DOI: 10.1093/ejhf/xuag193.882 ISSN: 1388-9842

Precipitating factors of acute heart failure-differences between new-onset and worsening heart failure: single-center experience

J Stevic, M Radisavljevic, S Budisavljevic, S Tepic-Cabarkapa, B Jasovic

Abstract

Background

Understanding the frequency of precipitating factors (PF) for acute heart failure (AHF), whether in new-onset heart failure (NOHF) or worsening heart failure (WHF), is clinically important.
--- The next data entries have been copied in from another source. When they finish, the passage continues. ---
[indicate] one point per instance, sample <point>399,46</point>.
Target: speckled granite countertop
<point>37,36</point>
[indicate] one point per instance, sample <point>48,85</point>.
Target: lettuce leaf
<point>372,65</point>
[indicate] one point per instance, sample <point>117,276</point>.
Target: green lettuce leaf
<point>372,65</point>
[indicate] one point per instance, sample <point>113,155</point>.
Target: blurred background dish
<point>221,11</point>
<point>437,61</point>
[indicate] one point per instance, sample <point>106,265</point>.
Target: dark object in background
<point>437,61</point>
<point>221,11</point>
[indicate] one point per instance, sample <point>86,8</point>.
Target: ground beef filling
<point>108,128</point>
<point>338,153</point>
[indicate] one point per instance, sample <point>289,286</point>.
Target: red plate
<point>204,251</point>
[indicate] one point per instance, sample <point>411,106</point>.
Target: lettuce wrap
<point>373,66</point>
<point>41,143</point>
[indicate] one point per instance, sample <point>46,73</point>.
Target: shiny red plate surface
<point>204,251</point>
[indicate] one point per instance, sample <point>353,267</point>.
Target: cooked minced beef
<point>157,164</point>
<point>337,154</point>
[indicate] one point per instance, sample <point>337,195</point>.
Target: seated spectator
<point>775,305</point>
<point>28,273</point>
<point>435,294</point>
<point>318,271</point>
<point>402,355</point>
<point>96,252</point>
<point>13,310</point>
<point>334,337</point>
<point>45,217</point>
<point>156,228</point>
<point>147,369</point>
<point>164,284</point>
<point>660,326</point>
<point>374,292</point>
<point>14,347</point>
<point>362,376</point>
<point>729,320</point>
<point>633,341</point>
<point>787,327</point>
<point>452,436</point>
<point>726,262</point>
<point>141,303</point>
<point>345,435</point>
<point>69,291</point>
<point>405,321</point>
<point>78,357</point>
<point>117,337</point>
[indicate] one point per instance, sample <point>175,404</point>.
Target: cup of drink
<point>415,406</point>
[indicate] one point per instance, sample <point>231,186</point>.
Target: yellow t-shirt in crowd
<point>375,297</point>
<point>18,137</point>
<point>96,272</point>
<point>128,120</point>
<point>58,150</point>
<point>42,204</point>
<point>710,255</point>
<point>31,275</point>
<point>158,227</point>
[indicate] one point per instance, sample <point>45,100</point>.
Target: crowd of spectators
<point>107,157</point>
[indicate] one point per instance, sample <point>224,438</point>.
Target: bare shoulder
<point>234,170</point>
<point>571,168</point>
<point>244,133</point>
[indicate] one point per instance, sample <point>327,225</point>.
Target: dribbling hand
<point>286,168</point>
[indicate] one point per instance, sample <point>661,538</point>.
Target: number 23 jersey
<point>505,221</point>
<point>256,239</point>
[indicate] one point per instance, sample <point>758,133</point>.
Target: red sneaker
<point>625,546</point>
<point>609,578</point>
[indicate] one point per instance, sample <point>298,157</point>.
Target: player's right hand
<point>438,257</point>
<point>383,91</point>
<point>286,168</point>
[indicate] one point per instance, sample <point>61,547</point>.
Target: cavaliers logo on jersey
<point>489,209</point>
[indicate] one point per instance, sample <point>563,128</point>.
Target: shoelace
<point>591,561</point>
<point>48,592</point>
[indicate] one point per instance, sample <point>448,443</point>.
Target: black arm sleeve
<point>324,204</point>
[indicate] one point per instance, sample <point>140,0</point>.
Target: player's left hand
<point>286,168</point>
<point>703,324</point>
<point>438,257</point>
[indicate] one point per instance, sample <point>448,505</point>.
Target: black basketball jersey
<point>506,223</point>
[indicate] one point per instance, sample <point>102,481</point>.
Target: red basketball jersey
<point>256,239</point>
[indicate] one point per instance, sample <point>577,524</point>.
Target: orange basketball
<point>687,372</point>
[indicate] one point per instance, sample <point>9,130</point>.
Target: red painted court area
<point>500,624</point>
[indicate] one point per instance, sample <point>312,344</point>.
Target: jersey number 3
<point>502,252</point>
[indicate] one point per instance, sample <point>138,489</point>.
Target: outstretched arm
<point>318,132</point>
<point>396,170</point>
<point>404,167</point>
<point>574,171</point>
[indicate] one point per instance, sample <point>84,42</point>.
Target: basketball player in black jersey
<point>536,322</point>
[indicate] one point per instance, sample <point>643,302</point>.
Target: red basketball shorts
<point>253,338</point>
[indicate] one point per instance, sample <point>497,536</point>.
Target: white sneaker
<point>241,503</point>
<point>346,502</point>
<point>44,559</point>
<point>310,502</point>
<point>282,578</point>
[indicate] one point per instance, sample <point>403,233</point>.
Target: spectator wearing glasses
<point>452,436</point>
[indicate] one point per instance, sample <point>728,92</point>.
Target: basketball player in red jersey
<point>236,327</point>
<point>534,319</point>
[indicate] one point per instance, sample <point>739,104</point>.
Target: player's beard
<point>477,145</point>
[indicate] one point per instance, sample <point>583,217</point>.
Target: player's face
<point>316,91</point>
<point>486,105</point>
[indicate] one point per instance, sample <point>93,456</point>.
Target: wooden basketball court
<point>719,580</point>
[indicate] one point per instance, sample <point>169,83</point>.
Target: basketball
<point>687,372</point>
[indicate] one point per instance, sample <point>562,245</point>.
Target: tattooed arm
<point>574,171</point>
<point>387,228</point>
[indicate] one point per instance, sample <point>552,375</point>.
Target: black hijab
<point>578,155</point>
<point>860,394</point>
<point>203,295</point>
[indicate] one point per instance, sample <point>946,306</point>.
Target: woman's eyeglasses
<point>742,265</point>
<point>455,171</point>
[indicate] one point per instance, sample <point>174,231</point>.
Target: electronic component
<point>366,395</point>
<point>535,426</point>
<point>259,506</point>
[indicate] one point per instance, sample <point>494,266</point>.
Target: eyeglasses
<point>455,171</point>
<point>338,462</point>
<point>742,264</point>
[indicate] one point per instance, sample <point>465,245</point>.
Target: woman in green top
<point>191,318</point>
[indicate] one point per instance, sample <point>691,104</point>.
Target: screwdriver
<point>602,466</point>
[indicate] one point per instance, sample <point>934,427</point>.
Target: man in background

However, few studies have examined differences in the triggers leading to hospitalization for AHF, and data from the Balkan region remain particularly scarce.2

Purpose

To characterize precipitating factors of acute heart failure and to assess differences between heart failure phenotypes and clinical presentations.

Methods

This retrospective study included AHF patients, who referred to the coronary care unit at our University Clinical Hospital Centre between January 2025 and January 2026. We included as PF: acute coronary syndrome/myocardial ischemia, rapid atrial fibrillation (RAF), uncontrolled hypertension (TA > 160mmHg), anaemia (hemoglobin <10 g/dL), renal dysfunction (estimated glomerular filtration rate <50 mL/min/1.73 m²), acute exacerbation of chronic obstructive pulmonary disease, infection.

Results

A total of 168 patients were included (mean age 69 ± 12 years; 57% male), with a mean left ventricular ejection fraction (LVEF) of 39 ± 16%. A prior history of heart failure was present in 47% of patients. According to LVEF categories, 60% had HFrEF, 11% had HFmrEF, and 29% had HFpEF.

The most common precipitating factors for hospitalization due to acute heart failure (AHF) were PAF (34%), renal dysfunction 17%, infection (16%), acute coronary syndrome/myocardial ischemia (ACS/MI, 15%), anemia 8%, uncontrolled hypertension (8%), and acute exacerbation of chronic obstructive pulmonary disease (2%).

Patients with HFpEF had significantly higher rates of atrial fibrillation and uncontrolled hypertension as triggers of acute decompensation. ACS was the most frequent precipitating factor in patients with new-onset heart failure and was also significantly more common in those with HFmrEF. In contrast, patients with worsening heart failure had higher rates of infection and renal dysfunction, whereas those with new-onset heart failure more frequently presented with ACS/MI and atrial fibrillation.

Regarding clinical presentation, 13% of patients were admitted with cardiogenic shock, 19% with pulmonary oedema, 10% with isolated right ventricular failure, and 58% with acute decompensated heart failure. The median length of hospital stay was 10 days (interquartile range 5–15), and in-hospital mortality was 5.8%.

Conclusions

Precipitating factors of acute heart failure are common and have a substantial impact on outcomes after hospitalization. Identifying and addressing these triggers is essential both for preventing AHF admissions and for recognizing patients at highest risk of short-term mortality.